Seguridad presidencial: drones en Olivos y la sombra del atentado a Trump
Hay otro elemento que condiciona el estado de ánimo presidencial en este período: la seguridad personal. El segundo intento de atentado contra el expresidente y actual mandatario estadounidense Donald Trump impresionó profundamente a Milei, quien tiene una identificación ideológica y personal muy marcada con el líder republicano. Esa preocupación no es nueva ni abstracta. El 24 de octubre de 2024, Milei ordenó la instalación de un sistema antidrones en la Quinta de Olivos, con capacidad para bloquear o neutralizar aparatos no identificados que ingresen al área restringida.

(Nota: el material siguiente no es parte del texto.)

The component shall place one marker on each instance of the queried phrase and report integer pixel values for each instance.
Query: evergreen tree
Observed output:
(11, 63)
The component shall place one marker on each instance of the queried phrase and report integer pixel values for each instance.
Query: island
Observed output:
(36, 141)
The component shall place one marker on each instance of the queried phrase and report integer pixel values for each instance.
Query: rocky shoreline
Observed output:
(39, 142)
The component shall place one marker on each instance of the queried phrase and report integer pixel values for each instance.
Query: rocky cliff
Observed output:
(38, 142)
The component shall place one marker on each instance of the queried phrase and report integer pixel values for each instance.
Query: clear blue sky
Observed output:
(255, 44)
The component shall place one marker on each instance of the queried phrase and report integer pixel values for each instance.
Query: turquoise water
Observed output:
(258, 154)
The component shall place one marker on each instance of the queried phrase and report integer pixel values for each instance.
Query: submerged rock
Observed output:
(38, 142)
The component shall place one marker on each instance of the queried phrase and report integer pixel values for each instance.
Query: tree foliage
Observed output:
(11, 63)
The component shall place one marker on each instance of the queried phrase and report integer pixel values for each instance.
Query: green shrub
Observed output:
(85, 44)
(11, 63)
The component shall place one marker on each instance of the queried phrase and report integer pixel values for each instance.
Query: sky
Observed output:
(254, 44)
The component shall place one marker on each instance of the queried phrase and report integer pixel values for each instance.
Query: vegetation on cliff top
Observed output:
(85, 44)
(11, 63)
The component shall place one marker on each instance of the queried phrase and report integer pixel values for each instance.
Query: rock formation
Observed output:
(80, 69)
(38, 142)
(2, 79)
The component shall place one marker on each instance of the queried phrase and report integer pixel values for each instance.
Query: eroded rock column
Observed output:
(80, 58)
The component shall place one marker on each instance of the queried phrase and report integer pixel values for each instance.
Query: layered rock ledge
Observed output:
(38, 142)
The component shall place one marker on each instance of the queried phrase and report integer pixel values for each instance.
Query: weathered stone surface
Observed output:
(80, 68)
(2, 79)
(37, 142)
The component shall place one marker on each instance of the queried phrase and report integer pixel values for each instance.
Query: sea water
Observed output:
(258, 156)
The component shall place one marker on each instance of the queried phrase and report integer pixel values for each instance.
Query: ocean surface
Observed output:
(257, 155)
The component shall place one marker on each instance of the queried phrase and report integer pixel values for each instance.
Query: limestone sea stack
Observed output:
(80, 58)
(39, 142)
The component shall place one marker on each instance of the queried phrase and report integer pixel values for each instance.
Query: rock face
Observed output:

La decisión se tomó después de que se detectaran tres drones sobrevolando la residencia presidencial en un momento en que Milei mantenía una reunión con el economista Miguel Ángel Broda. El encuentro debió interrumpirse de inmediato. Luego se confirmó que los dispositivos habían sido enviados por un medio de comunicación para registrar los movimientos del Presidente. Sin embargo, el contexto en que apareció esa amenaza no era menor: semanas antes, funcionarios del régimen iraní habían lanzado una advertencia pública y explícita contra Milei, señalando que "en el momento adecuado, le harán lamentar su enemistad". Para los responsables de su seguridad, esa combinación de factores no es algo que pueda dejarse de lado.

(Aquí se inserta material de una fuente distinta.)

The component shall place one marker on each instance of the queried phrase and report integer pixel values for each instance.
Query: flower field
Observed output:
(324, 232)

Lo que viene en los próximos días concentra varios frentes abiertos simultáneamente: la presentación de Adorni en Diputados, la posible resolución del conflicto con los periodistas acreditados, el monitoreo de los indicadores económicos y el ruido de la interna oficialista. Cada uno de esos frentes puede evolucionar de maneras muy distintas. Si Adorni supera su presentación legislativa con solidez, Milei habrá ganado una pulseada política significativa y podría resignificar el episodio como una demostración de fortaleza. Si la economía comienza a mostrar señales de rebote en los próximos meses, la apuesta presidencial tendría respaldo empírico. Pero si la interna no se encauza, si el riesgo país no cede y si los datos de actividad siguen siendo negativos, la distancia entre las convicciones del Presidente y la realidad medible se volverá más difícil de sostener políticamente. El tiempo, en definitiva, es el árbitro que Milei eligió para dirimir estos debates.